CHAPTER XI

Next day at daybreak the country was whitened by a light mist. The birds sang incessantly with long ecstatic calling from throats which had drunk the air of the dawn and retained something of its quality. Coolness refreshed the day and strengthened the eyes, and one's ears were opened to hear from every side the chorus which in a more varied landscape one took as a part of the glittering moving world outside the house.

Anne unbolted the house-door. The dog rose from the hearth and stretched itself slowly, yawning and shutting its mouth with a snap. Then it walked to the door, waiting until it was dragged open grating on the sand of the floor. The cool morning air came in like a visitor. The old dog pushed against Anne as she stepped outside, sneezed, yawned again, and lay down in the sunshine to finish his nap.

"Haven't you had enough sleep yet, Lion?" said Anne. "Look, what a beautiful day it is! Why, there's Mary on the road already," she added, looking over the low gate.

Mary was coming straight down the middle of the road, her black-and-white terrier sniffing on all sides and pulling the cord by which she held him. When he perceived the presence of the other dog he began to advance by leaps, uttering little yelps between each like a child's jumping toy. Lion, with the superiority of a larger dog, raised himself without hurry and advanced to meet the terrier, who excitedly whined and sniffed about him.

"Good morning," said Anne, "you're out early."

"Yes," replied Mary, standing quite still in the position in which she had halted. "I came over the fields. The grass is very wet though. There's a mist, surely."

"Yes, a thick one," said Anne, "but the sun's coming through. Listen to the birds. Did you ever hear anything like them?"

"I was out collecting the eggs at five o'clock this morning," returned Mary, "and I think I never heard them so busy. The earth was all a-hum with them. They seemed as though they must be listened to, whatever happened."

Both women stood listening.

"I came this way because I was going to leave my shilling for Lord
Axton's wedding present," said Mary, after a moment's silence.

"Did they come and ask you for one?" said Anne. "I think they ought to be ashamed of themselves."

"There's been some grumbling about it," said Mary. "I think myself the agent should have left it to those who wanted. I suppose we could have said No, but nobody likes to.
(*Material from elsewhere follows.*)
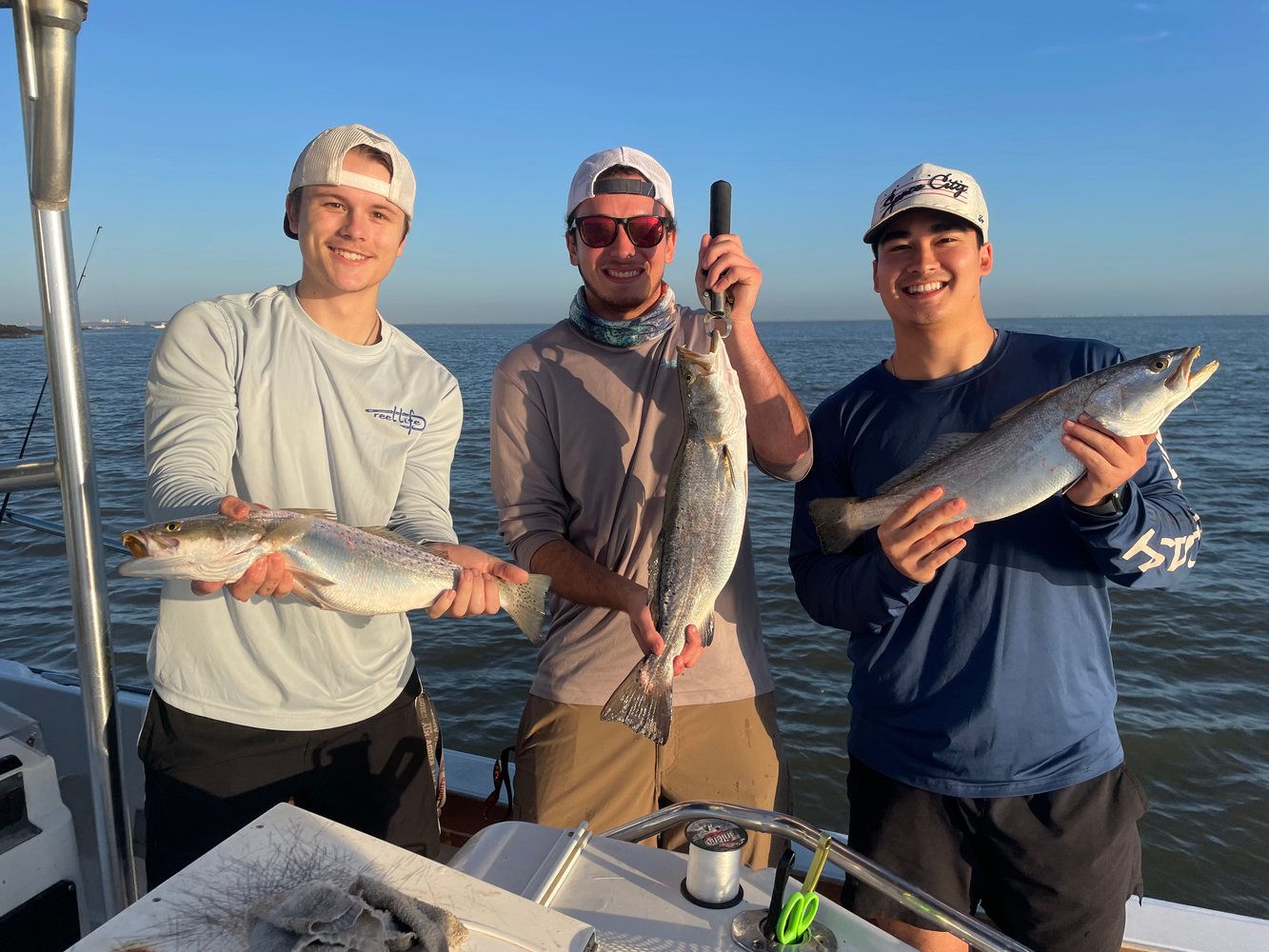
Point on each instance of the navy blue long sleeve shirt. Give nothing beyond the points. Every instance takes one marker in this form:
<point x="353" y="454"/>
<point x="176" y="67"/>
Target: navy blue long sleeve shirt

It isn't as if people like them want any wedding presents we can give them, and a shilling means a lot to some people."

"It's the agent that wants to make a show," said Anne. "I think sometimes that if those rich people knew how their wedding presents were procured," she went on in the stilted manner habitual to her when wishing to express a formal thought, "they would find little pleasure in them."

"Mr Burton's given £10," said Mary. "They'll have a good sum." She paused, distrustful.

Mary, who was known to all the country side, and who could do nothing secretly, seldom spoke of the affairs of her neighbours. Whether she was by nature a little taciturn, or whether her blindness, before which so much passed unobserved, which cut her off from the possibility of forming a judgment, had increased her natural modesty and diffidence, she drew back into silence where others were discussed. But the actual difficulties of living, which she daily and silently surmounted, brought her so closely into touch with reality that she invariably saw, not the fault or its circumstances, but the practical difficulties issuing from it. But she had unthinkingly stumbled upon the scandal, and she went on, "I was sorry to hear of Jane Evans forgetting herself like she has."

"Poor girl," said Anne; "she seems so certain that it'll last. What was so sad to me, was that a girl brought up as she was by her grandmother should have so little sense of her position."

"She's happy, I suppose," said Mary, "and there's no need to look further. She'll find it hard to earn a living if he gets tired of her."

"He's not an ill-natured man," said Anne. "You feel as though if he'd been brought up to have a respect for good behaviour he wouldn't have got loose so easily. He thinks he's doing a generous thing, and giving Jane a good time, without thinking what the result must be to her good character. He doesn't like to see people unhappy, as he calls unhappiness. He hasn't learnt the results of sin in his own experience, and won't look at them in others. He kept on telling me she'd got a servant of her own, and needn't do anything but fancy-work. They'd neither of them hear anything I could say. I can't understand how they came to know one another at the beginning. It seems to have come about without anyone's knowing till it was too late."

"He seems a joking sort of man," said Mary. "Once he came up to buy a paper, and gave me half a sovereign instead of sixpence to change, and when I told him he'd made a mistake he laughed a lot, and said he wanted to know if I could tell the difference. He never sees me now without speaking of it and laughing."

"Yes," said Anne; "he's fond of rough jokes of his own making, and thinks that giving people material things makes them happy," she continued in her bookish manner. "I remember just such another man as him, a boisterous sort of man, whose old father was dying, who took the old man out to look at a new grand-stand they were making. Poor old man! It was pitiful to see him in the presence of eternity, looking at a new grand-stand."

"I suppose, being as I am," said Mary, "there's a lot of temptations been spared to me."

"I wish we were all as kind and charitable as you," said Anne. "I never heard you say a hard thing of anybody all the years I've known you."